Tuesday night, I was alone with the kids while Ed was out with some friends. I had just posted this on Facebook before I settled down with my book: “Kids are fast asleep, husband is gone for the evening, thunderstorms are rolling in…and I’m reading a novel about graveyards and ghosts.” I hadn’t been in my chair long when the phone rang.
“There’s a really bad storm headed your way,” my brother told me. “It’s supposed to hit your area in about 10 minutes.”
“Really?” I replied. I had just heard some thunder, but the wind didn’t seem to be too bad. No tornado sirens were going off. I debated with my brother about whether I should wake up the girls and take them to the basement.
“You might want to,” he said. “The winds that went through here were pretty powerful.
And then, the wind hit our house, and the house shook. “I’m getting the girls!” I told my brother. I heard a crash, the power went out and the phone went dead. I grabbed a flashlight and went upstairs. Lily was hard to wake up, but I just stood her up and she sleepily followed me to get Emmy from her bed. We headed down the stairs all the way to the basement, where I sat in the office chair with both girls on my lap and the flashlights on the desk.
The whole storm didn’t last long, but I stayed in the basement for a few minutes. I called my brother back on my cell phone, and he told me what the weather reports were saying. It seemed safe to take the girls back upstairs. The wind had died down, and so we sat in the living room waiting for Ed to come home. When he did pull into the driveway, his headlights illuminated all the tree branches littering the streets and front yards.

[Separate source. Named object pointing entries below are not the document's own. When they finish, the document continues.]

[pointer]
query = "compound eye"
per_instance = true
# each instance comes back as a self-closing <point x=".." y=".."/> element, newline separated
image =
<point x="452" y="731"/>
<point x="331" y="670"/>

Light unexpectedly filled the dark room. As I softly blew out the candle flame, I was (almost) disappointed that the electricity had come back on. Just moments before, Ed and I had been sitting outside. We had spent the whole day without power, and Ed and I had been reading on the front porch until the sun finally went down. As we sat in the dark, (and it was dark, more dark than it ever gets around here) we drank wine and chatted with our neighbors walking by. Their kids were carrying glowsticks and having fun chasing each other in the dark. Earlier that afternoon, a neighbor we don’t know very well came over and offered us the use of her generator to keep our food cold.
A power outage like this brings neighborhoods together. We told each other that we were lucky; we were only cleaning up tree branches from our yards; no one’s house had been lifted away by tornadoes.
After 25 hours, our power did go back on. We were lucky; some neighborhoods didn’t get their power back for several days.
Every time this happens in our neighborhood, (and it has happened more than once!) we breathe a sigh of relief when the power floods our homes with light once more.
But the next night, I still lit the candles on the dining room table as we sat down to dinner. It was nice.